The HMZ-T1 is a visor style head mounted display manufactured by Sony Corporation in 2011. It allows the user to view stereoscopic 3D imagery. Also known as the Sony Personal HD & 3D Viewer, the HMZ-T1 is composed of two different hardware devices, the Visor and the External Processor Unit.

== Visor ==
The visor consists of 2 miniature OLED displays providing video and headphones providing stereo sound. The two displays can be driven independently and offer stereoscopic video when used with a compatible video format.

=== Specifications ===
The following specifications apply to the Visor portion of the HMZ-T1.

| Make | Sony |
| Model | HMZ-T1 |
| Class | head mounted display |
| Display Technology | OLED |
| Display Resolution | 1280 x 720 (per eye) |
| Brightness | 200 cd/m² |
| Contrast | 10,000:1 |
| Response time | 0.01 ms |
| Image persistence | 16.67 ms |
| Horizontal FOV | 45° |
| Diagonal FOV | 51.6° |
| Video Input | Proprietary (Video + Audio + Power) |
| Video Modes | Standard / Cinema / Dynamic / Custom |
| Video Adjustments | IPD |
| Cable Length | 3.5 m |
| Headphone Type | (2) Foam Covered Audio Drivers |
| Mass | 420 g |
| Dimensions | 210 mm × 126 mm × 257 mm (including headband) |
| Estimated Street Price (Visor + External Processor Unit) | ~60000¥ (Japan) ~$799 (USA) ~7500 kr (Sweden) ~799 € (France) |
| Availability | 2011-11 |

=== Fit ===
The visor is worn on the head and kept in place using a combination of a headband and a forehead cushion.
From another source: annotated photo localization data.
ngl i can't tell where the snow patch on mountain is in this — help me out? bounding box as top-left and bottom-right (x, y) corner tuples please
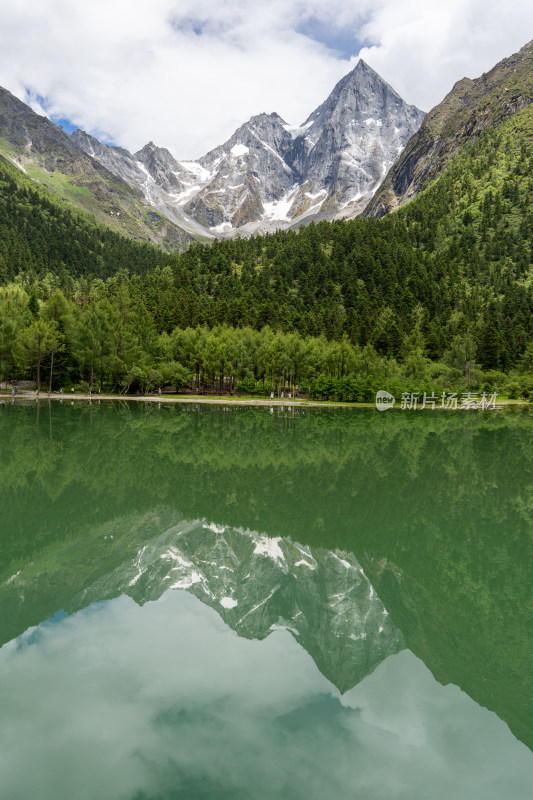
(231, 144), (249, 157)
(253, 534), (286, 563)
(220, 596), (238, 609)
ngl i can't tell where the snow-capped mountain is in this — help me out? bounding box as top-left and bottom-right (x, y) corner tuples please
(72, 61), (424, 238)
(0, 86), (199, 249)
(184, 113), (297, 232)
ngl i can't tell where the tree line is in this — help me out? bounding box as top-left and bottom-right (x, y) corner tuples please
(1, 278), (532, 399)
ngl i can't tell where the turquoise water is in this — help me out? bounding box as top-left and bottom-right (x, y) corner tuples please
(0, 401), (532, 798)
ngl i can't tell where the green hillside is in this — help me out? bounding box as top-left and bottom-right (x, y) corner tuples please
(0, 154), (166, 281)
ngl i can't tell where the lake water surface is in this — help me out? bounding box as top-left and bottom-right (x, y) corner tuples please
(1, 401), (532, 799)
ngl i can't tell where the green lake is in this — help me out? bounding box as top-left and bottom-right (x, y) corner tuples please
(1, 400), (532, 799)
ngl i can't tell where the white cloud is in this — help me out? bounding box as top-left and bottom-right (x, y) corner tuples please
(358, 0), (533, 111)
(0, 1), (531, 159)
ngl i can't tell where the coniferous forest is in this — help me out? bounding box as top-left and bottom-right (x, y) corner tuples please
(1, 107), (532, 400)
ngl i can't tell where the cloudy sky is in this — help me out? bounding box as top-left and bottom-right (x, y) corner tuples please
(0, 1), (531, 160)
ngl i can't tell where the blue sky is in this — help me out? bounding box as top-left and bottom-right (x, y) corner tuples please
(23, 91), (77, 135)
(295, 15), (374, 60)
(1, 1), (532, 159)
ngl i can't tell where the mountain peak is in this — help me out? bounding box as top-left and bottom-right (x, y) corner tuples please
(353, 58), (371, 72)
(349, 58), (391, 84)
(25, 55), (423, 238)
(245, 111), (286, 127)
(300, 59), (424, 134)
(134, 141), (180, 175)
(222, 111), (290, 149)
(71, 129), (132, 160)
(71, 128), (95, 144)
(339, 58), (405, 102)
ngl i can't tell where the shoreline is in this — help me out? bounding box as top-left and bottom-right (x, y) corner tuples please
(1, 390), (529, 410)
(4, 391), (360, 408)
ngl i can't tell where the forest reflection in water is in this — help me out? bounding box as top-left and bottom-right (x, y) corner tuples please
(0, 400), (532, 798)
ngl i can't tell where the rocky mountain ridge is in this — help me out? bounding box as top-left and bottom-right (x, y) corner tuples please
(72, 60), (425, 237)
(1, 40), (531, 246)
(0, 87), (200, 249)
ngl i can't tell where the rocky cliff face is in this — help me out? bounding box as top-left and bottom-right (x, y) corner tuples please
(288, 60), (425, 220)
(364, 39), (533, 217)
(71, 60), (424, 238)
(184, 113), (297, 230)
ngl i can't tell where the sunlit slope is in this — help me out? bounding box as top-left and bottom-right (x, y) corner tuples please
(0, 154), (168, 279)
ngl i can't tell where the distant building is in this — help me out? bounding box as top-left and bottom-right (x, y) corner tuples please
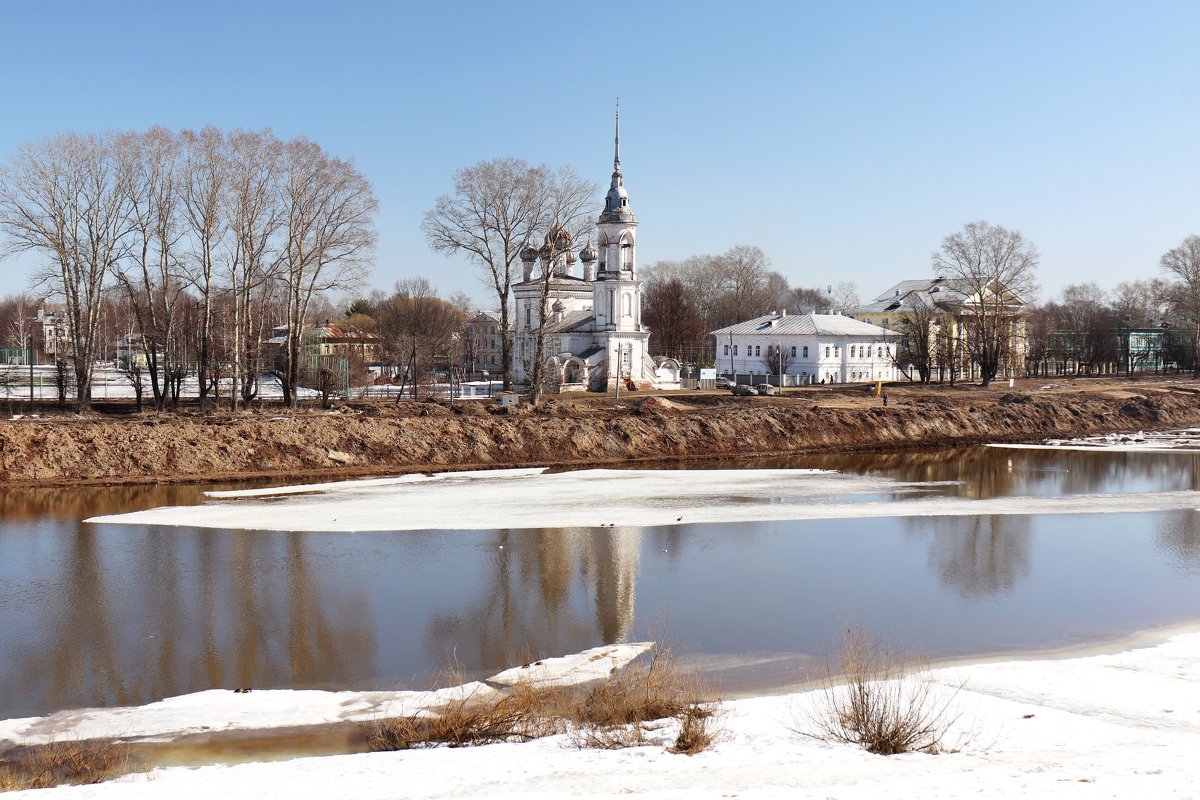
(711, 311), (900, 385)
(852, 277), (1026, 381)
(35, 308), (70, 362)
(268, 322), (381, 363)
(463, 311), (506, 373)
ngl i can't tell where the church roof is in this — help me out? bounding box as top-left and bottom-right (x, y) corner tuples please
(542, 309), (594, 334)
(711, 313), (899, 338)
(513, 274), (592, 289)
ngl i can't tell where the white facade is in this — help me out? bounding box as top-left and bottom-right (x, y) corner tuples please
(711, 312), (901, 385)
(511, 108), (679, 392)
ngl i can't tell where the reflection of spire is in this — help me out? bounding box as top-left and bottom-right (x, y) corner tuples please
(592, 526), (641, 642)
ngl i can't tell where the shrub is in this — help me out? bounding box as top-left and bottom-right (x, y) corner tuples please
(0, 738), (130, 792)
(800, 627), (964, 755)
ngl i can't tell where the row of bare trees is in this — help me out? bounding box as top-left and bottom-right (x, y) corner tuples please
(640, 246), (861, 366)
(0, 127), (377, 409)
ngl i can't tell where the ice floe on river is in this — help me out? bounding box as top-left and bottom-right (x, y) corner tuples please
(87, 466), (1200, 532)
(989, 427), (1200, 453)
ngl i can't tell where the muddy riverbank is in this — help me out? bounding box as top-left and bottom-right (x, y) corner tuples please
(3, 378), (1200, 487)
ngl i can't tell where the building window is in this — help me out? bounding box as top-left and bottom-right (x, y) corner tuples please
(754, 345), (761, 357)
(824, 346), (829, 357)
(525, 307), (531, 327)
(791, 346), (797, 357)
(733, 345), (738, 356)
(803, 346), (809, 358)
(723, 344), (730, 356)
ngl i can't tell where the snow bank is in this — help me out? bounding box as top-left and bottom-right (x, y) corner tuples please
(0, 644), (649, 747)
(86, 467), (1200, 532)
(6, 632), (1198, 799)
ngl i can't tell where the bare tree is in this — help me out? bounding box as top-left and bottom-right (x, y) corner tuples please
(1159, 235), (1200, 377)
(643, 276), (704, 362)
(894, 294), (937, 383)
(277, 138), (377, 406)
(111, 127), (187, 411)
(375, 278), (465, 398)
(827, 281), (861, 315)
(224, 129), (285, 408)
(0, 133), (132, 407)
(933, 221), (1038, 386)
(179, 126), (228, 410)
(424, 158), (551, 391)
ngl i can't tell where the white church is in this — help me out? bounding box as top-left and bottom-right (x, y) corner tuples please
(511, 111), (681, 392)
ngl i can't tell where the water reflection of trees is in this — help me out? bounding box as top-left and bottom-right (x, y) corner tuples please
(734, 448), (1200, 500)
(1, 522), (375, 717)
(906, 514), (1031, 597)
(424, 527), (642, 674)
(1155, 510), (1200, 575)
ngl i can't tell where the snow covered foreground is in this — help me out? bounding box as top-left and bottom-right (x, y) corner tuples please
(7, 633), (1199, 799)
(87, 467), (1200, 532)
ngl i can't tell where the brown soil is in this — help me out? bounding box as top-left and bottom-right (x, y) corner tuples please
(3, 377), (1200, 488)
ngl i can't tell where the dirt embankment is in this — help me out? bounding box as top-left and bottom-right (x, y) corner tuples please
(3, 379), (1200, 488)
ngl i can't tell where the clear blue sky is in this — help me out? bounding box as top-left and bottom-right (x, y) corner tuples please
(2, 0), (1198, 307)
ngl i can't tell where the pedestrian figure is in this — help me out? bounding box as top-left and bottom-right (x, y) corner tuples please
(882, 391), (888, 407)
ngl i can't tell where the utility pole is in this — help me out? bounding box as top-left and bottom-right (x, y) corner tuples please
(27, 330), (34, 414)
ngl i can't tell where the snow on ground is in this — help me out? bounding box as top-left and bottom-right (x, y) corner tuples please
(5, 633), (1198, 799)
(89, 466), (1200, 532)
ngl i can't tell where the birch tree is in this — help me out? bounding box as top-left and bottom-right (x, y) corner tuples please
(277, 138), (377, 406)
(0, 133), (131, 406)
(225, 129), (285, 408)
(111, 127), (187, 410)
(179, 126), (228, 409)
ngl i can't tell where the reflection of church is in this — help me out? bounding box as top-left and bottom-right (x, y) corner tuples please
(512, 109), (680, 391)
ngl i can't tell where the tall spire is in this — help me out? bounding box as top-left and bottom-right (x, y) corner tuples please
(614, 98), (621, 174)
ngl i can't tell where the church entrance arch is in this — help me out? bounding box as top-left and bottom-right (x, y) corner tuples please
(563, 356), (586, 385)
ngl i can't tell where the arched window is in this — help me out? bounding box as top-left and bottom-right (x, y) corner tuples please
(803, 346), (809, 358)
(791, 346), (797, 357)
(754, 345), (761, 357)
(623, 294), (632, 317)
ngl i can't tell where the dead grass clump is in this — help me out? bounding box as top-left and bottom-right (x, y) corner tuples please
(364, 682), (570, 751)
(800, 627), (963, 755)
(570, 645), (721, 754)
(669, 702), (721, 755)
(0, 738), (130, 792)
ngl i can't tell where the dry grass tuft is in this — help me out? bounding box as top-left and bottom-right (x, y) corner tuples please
(798, 626), (964, 755)
(364, 681), (571, 751)
(364, 644), (723, 756)
(0, 738), (131, 792)
(570, 644), (721, 754)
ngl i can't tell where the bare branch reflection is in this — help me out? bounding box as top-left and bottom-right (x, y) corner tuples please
(906, 514), (1031, 597)
(424, 527), (642, 674)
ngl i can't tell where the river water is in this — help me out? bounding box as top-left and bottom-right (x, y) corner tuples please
(2, 445), (1199, 719)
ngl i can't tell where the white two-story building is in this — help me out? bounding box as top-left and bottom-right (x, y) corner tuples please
(711, 311), (901, 385)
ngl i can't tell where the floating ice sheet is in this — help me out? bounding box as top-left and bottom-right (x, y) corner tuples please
(87, 467), (1200, 532)
(989, 428), (1200, 453)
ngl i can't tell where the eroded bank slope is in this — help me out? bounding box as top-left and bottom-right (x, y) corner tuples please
(3, 380), (1199, 487)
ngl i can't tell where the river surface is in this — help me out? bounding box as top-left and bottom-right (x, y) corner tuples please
(2, 445), (1200, 719)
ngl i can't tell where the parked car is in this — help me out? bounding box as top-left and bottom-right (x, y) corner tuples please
(731, 384), (757, 396)
(757, 384), (779, 396)
(715, 376), (735, 389)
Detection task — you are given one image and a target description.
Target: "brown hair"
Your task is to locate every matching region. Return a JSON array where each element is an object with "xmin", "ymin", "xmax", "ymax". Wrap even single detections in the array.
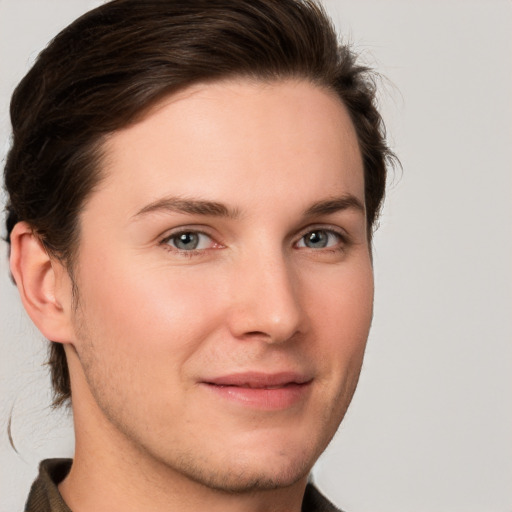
[{"xmin": 4, "ymin": 0, "xmax": 395, "ymax": 407}]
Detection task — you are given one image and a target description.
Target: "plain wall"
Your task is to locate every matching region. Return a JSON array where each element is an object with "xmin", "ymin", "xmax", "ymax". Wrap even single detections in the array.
[{"xmin": 1, "ymin": 1, "xmax": 511, "ymax": 511}]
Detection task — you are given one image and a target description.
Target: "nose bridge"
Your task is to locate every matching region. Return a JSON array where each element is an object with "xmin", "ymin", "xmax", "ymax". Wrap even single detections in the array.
[{"xmin": 228, "ymin": 245, "xmax": 303, "ymax": 343}]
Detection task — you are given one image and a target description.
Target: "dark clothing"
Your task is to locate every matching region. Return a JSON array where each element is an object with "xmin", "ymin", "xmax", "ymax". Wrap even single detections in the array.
[
  {"xmin": 301, "ymin": 481, "xmax": 343, "ymax": 512},
  {"xmin": 25, "ymin": 459, "xmax": 341, "ymax": 512},
  {"xmin": 24, "ymin": 460, "xmax": 72, "ymax": 512}
]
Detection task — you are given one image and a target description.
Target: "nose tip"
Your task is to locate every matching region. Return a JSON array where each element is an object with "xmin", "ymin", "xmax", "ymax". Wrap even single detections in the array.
[{"xmin": 227, "ymin": 259, "xmax": 303, "ymax": 344}]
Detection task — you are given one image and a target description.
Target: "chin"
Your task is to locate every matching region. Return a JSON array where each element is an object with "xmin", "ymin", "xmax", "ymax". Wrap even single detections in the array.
[
  {"xmin": 180, "ymin": 456, "xmax": 312, "ymax": 494},
  {"xmin": 162, "ymin": 435, "xmax": 319, "ymax": 494}
]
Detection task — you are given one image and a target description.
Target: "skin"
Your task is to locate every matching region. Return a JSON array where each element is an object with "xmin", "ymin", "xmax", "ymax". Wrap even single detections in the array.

Sony has produced a short video detailing the method for getting an accurate fit when using the HMZ-T1: How to use Sony Personal 3D Viewer Headset

== External Processor Unit ==

=== Specifications ===
The following specifications apply to the External Processor portion of the HMZ-T1.

| Make | Sony |
| Model | HMZ-T1 |
| Class | head mounted display |
| Video Input | HDMI 1.4a Compliant |
| Video Passthrough | HDMI 1.4a Compliant |
| Video Output | Proprietary (Video + Audio + Power) |
| Sound Processing | Simulated 5.1 Surround Sound |
| Sound Modes | Standard / Cinema / Game / Music |
| Dimensions | 180 mm × 36 mm × 168 mm |
| Mass | 600 g |

==Reviews==
It has been reviewed by CNET, CNN, PC Mag, and Time.